How classical conditioning applies to our fear in movie "Jaws"


Important Phenomena associated with Classical Conditioning

Extinction

(similar to common sense idea of "forgetting")

After the conditioning phase, the CR gets weaker and weaker when the CS is NOT accompanied by the UCS (food). It gets weaker NOT because the organism no longer remembers the UCS-CS connection. It gets weaker because CR is somehow inhibited.


How does Pavlov know this? Spontaneous recovery

After extinction trials, the dog will start to salivate again in response to CS after only one pairing of UCS and CS.

Is there a best time relation between CS and UCS? Complicated. Just remember:

Law of Contiguity: The closer the two are in time (with neutral stimulus preceding presentation of UCS), the stronger the conditioning (generally speaking)


Generalization

In generalization, the CR will be 'given' to similar stimuli. Examples:

salivation and tones vs. Bach

flowers and fear


Discrimination

In discrimination, the CR is 'given' to some stimuli, but not others. Examples:

salivation and tones vs. Bach

flowers and fear

Remember about Classical Conditioning

Learning takes place fairly involuntarily. It is a more passive kind of learning. What is learned is an association between two stimuli (the neutral stimulus and unconditioned stimulus).

IMPORTANT:

Know why Pavlov would call classical conditioning S-S learning

Know why Watson would call this S-R learning

Be able to explain how Rescorla's study supported the S-S interpretation

Operant Conditioning


The area of Operant Conditioning owes heritage to Thorndike's Law of Effect

The fundamental principle behind operant conditioning is that responses leading to "pleasant" effects are more likely to be repeated in future than those leading to "discomforting" ones.


Idea of Operant Conditioning

You operate on environment and your behavior has effects. The effects of consequences of your voluntary behavior determine which behaviors or responses you learn, retain, or forget (Skinner).

This principle doesn't necessarily apply to reflexes and emotions (like classical conditioning does).

Does it apply to heart rate, blood pressure, love, anger, fear? Only if you can voluntarily regulate them.


Differences with classical conditioning

In classical conditioning the most important components are:

stimuli eliciting ---> responses
"Meat" ---> "dog salivating (involuntary)"

new stimuli (acting as substitutes)
"bell" eliciting ---> salivation

In operant conditioning the important components are:

behaviors ---> leading to ---> consequences

boy gives girl a flower ---> girl takes flower, ---> kisses boy and says "thank you"

The consequences influence your future behavior.

cue ---> organism responds ---> leading to consequence


What types of consequences are important?

If operant conditioning (learning) is controlled by the consequences, then do different consequences lead to different results?
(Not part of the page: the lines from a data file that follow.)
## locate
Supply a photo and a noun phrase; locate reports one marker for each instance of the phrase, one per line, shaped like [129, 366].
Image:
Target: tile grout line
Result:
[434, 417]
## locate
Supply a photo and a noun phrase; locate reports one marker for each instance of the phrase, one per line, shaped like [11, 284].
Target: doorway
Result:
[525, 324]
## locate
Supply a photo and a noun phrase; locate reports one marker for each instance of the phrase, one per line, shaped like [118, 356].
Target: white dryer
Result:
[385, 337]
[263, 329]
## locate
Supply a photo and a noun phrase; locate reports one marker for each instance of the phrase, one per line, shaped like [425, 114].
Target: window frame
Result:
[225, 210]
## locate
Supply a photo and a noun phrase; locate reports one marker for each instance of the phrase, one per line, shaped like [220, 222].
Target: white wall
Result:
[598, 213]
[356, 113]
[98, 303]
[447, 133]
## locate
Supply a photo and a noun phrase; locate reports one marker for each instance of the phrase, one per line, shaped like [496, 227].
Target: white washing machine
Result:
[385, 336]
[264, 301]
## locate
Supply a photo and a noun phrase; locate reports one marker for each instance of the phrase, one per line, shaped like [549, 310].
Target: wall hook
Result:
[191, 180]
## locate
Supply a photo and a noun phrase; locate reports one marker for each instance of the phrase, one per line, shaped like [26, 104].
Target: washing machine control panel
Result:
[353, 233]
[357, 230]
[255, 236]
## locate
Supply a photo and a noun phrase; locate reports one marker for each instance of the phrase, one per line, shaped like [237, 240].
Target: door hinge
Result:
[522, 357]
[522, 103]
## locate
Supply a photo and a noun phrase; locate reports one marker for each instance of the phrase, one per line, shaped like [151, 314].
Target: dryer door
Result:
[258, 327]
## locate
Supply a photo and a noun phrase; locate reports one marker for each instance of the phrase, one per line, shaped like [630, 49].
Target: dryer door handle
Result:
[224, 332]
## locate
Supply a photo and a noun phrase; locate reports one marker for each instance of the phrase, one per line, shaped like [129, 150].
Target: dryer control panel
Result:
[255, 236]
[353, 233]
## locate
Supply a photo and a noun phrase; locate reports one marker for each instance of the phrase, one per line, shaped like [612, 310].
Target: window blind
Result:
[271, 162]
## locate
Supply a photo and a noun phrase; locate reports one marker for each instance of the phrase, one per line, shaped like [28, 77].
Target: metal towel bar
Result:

Yes!

Reinforcers

Reinforcers by definition are "consequences" that strengthen behavior.

cue----> organism responds ---> has reinforcing consequence

(a) boy gives flower---> girl takes flower ---> girl kisses boy

Giving the flower is reinforced by the girl kissing the boy.


(b) new toy ---> child throws tantrum ---> gets toy

The child throwing tantrum is reinforced by the child getting the toy.


(c) homework ---> you study ---> good grade

Studying is reinforced by you getting good grade.

These are all examples of positive reinforcement, which is a consequence that is pleasant for organism strengthens the behavior that it followed. Note that here a pleasant stimulus comes after the response.


Punishments

Punishments by definition refer to consequences that decrease the behavior they follow

cue----> organism responds ---> has punishing consequence

(a) boy gives flower---> girl takes flower ---> girl slaps boy

Giving flower is punished by the girl slapping the boy.

(b) new toy ---> child throws tantrum---> doesn't get toy

The child throwing a tantrum is punished by not getting the toy.


(c) homework ---> you study ---> worst grade ever

Studying is punished by you getting bad grade.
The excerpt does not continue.